Features
How fast is sea level rising?
Sea level rise is being driven by warming oceans, melting mountain glaciers and the loss of the Greenland and Arctic ice sheets, the Royal Society explains in a guide that looks at climate change, including how fast sea levels are rising.
How fast is sea level rising?
Long-term measurements of tide gauges and recent satellite data show that global sea level is rising, with best estimates of the global-average rise over the last two decades centred on 3.2 mm per year. The overall observed rise since 1901 is about 20 cm.
This sea-level rise has been driven by (in order of importance): expansion of water volume as the ocean warms, melting of mountain glaciers in most regions of the world, and losses from the Greenland and Antarctic ice sheets. All of these result from a warming climate. Fluctuations in sea level also occur due to changes in the amounts of water stored on land. The amount of sea level change experienced at any given location also depends on a variety of other factors, including whether regional geological processes and rebound of the land weighted down by previous ice sheets are causing the land itself to rise or sink, and whether changes in winds and currents are piling ocean water against some coasts or moving water away.

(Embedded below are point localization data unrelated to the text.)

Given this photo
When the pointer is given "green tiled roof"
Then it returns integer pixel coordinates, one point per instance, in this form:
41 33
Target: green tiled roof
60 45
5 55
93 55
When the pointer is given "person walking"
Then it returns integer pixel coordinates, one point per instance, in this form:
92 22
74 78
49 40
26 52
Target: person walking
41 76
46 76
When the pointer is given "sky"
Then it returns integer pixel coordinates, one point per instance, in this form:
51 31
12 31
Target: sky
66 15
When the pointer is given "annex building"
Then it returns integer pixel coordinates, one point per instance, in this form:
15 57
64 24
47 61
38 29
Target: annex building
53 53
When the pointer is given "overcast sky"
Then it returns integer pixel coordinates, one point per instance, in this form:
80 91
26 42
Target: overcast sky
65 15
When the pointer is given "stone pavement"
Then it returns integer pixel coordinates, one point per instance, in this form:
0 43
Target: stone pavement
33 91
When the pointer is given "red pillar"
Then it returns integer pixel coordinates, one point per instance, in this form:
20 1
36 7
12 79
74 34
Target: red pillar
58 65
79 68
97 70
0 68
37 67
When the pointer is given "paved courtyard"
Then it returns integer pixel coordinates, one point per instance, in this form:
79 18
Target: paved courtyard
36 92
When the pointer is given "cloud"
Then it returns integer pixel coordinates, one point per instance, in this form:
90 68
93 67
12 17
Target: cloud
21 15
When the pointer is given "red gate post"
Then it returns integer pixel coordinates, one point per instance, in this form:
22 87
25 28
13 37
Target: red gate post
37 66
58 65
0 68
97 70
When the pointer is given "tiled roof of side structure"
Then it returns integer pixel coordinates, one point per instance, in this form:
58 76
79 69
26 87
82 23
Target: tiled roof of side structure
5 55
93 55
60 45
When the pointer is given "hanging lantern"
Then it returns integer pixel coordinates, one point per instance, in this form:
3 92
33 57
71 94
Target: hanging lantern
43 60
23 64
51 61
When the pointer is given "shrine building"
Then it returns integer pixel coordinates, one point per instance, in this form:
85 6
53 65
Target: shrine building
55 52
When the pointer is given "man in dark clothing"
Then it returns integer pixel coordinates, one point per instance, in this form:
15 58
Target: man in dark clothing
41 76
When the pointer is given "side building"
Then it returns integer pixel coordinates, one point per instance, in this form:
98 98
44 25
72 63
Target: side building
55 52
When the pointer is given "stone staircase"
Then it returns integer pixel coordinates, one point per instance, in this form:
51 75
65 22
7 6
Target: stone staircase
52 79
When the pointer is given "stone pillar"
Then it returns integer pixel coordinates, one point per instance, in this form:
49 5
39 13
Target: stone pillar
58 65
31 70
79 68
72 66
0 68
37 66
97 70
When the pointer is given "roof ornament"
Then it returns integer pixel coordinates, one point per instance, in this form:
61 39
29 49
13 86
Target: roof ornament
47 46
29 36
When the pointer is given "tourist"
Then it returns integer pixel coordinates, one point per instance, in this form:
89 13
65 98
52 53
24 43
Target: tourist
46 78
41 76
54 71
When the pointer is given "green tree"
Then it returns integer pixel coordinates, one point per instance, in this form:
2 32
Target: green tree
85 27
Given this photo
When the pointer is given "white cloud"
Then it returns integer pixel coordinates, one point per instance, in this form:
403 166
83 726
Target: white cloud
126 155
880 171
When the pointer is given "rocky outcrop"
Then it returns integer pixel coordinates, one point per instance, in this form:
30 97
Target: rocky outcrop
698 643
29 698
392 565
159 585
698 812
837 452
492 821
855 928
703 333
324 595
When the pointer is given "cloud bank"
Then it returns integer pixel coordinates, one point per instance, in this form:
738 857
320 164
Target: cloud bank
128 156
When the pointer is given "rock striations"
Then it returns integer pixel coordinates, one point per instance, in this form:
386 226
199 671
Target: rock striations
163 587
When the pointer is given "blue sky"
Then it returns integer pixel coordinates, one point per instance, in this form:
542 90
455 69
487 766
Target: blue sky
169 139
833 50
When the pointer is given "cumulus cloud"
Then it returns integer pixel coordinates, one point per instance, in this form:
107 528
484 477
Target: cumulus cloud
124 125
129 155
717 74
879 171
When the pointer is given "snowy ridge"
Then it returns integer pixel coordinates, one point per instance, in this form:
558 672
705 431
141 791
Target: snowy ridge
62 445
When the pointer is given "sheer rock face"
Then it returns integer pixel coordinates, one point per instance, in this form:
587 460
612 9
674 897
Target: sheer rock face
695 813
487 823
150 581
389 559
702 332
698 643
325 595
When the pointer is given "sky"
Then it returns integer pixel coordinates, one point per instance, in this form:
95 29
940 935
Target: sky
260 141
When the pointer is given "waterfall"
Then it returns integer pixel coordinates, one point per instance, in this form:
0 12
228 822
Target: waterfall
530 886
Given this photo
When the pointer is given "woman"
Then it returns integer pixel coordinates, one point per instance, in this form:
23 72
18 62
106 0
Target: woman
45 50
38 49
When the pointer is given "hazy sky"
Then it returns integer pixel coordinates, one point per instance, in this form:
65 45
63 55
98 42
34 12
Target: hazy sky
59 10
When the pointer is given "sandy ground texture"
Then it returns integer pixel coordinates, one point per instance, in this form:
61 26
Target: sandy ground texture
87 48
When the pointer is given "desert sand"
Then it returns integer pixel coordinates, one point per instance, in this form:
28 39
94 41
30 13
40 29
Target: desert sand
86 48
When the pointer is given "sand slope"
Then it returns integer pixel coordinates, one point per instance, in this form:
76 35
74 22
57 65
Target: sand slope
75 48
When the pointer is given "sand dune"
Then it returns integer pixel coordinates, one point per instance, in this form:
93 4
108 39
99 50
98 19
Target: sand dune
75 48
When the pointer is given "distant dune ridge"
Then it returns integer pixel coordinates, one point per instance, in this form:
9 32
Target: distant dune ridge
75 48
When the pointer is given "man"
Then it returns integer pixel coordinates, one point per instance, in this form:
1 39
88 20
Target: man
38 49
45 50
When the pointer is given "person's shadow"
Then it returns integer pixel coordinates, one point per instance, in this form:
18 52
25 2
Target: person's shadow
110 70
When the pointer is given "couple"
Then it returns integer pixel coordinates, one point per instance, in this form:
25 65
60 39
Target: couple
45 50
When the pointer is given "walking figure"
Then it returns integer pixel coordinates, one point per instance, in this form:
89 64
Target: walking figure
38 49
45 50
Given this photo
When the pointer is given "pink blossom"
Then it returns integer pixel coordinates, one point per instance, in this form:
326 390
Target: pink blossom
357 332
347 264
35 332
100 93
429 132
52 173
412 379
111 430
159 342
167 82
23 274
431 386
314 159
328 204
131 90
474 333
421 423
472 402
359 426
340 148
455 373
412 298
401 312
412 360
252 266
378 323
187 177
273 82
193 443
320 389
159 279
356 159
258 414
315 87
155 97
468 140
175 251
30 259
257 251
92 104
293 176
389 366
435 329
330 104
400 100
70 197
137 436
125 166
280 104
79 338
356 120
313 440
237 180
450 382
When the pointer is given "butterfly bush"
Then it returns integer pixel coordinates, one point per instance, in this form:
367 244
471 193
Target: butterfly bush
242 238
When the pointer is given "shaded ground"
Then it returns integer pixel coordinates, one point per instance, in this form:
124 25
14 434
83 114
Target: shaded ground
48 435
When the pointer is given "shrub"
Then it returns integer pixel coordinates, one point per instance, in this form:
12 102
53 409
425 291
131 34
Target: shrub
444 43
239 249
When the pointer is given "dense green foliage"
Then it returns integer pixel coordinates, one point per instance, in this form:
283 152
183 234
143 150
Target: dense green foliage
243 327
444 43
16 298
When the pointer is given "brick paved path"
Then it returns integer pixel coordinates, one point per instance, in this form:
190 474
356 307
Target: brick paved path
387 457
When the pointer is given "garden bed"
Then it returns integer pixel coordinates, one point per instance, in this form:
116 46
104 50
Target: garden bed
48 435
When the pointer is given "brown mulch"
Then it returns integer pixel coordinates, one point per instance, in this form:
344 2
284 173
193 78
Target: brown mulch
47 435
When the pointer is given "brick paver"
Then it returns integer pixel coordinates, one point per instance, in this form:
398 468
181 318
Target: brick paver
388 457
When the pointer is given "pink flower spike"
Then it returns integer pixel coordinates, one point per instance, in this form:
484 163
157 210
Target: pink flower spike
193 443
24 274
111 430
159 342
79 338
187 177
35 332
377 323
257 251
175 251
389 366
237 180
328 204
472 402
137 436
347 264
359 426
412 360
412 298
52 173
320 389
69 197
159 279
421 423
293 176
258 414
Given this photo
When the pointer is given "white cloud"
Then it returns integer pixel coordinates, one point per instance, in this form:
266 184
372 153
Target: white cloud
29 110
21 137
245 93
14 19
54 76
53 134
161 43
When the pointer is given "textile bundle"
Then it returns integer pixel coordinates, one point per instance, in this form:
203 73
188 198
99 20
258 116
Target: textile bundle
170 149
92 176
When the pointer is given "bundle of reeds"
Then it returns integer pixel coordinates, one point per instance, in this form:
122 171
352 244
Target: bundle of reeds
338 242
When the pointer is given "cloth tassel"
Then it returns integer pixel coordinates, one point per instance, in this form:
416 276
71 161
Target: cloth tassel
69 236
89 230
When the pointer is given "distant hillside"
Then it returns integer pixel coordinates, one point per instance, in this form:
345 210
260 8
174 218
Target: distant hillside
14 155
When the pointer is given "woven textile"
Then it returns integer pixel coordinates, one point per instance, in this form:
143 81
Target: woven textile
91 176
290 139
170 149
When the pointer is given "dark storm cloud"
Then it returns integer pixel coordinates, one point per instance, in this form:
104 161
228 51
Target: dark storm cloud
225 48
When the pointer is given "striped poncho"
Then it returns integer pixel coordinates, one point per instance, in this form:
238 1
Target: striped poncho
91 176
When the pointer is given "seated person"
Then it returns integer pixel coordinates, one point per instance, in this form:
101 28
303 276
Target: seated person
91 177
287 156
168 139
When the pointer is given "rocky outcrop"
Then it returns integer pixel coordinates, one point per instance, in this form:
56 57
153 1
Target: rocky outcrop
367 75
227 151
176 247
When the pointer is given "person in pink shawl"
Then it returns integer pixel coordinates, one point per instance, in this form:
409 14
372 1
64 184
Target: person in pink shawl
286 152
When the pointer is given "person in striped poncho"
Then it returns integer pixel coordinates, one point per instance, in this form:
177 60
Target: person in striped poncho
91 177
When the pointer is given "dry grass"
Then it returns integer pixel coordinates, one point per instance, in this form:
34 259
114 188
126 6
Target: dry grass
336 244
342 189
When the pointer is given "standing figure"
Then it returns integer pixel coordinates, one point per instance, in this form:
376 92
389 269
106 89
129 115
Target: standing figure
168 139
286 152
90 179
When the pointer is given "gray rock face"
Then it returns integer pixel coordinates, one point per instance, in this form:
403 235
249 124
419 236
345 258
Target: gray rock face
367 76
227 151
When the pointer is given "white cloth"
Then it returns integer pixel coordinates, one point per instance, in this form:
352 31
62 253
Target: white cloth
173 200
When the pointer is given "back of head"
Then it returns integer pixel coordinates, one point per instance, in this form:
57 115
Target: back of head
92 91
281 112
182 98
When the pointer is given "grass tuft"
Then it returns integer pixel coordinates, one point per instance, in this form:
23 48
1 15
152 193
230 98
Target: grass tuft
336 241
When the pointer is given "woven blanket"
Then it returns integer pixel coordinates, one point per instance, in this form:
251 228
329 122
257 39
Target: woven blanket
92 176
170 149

The effects of rising sea level are felt most acutely in the increased frequency and intensity of occasional storm surges. If CO2 and other greenhouse gases continue to increase on their current trajectories, it is projected that sea level may rise by a further 0.5 to 1 m by 2100. But rising sea levels will not stop in 2100; sea levels will be much higher in the following centuries as the sea continues to take up heat and glaciers continue to retreat. It remains difficult to predict the details of how the Greenland and Antarctic Ice Sheets will respond to continued warming, but it is thought that Greenland and perhaps West Antarctica will continue to lose mass, whereas the colder parts of Antarctica could start to gain mass as they receive more snowfall from warmer air that contains more moisture. Sea level in the last interglacial (warm) period around 125,000 years ago peaked at probably 5 to 10 m above the present level. During this period, the polar regions were warmer than they are today. This suggests that, over millennia, long periods of increased warmth will lead to very significant loss of parts of the Greenland and Antarctic Ice Sheets and to consequent sea level rise.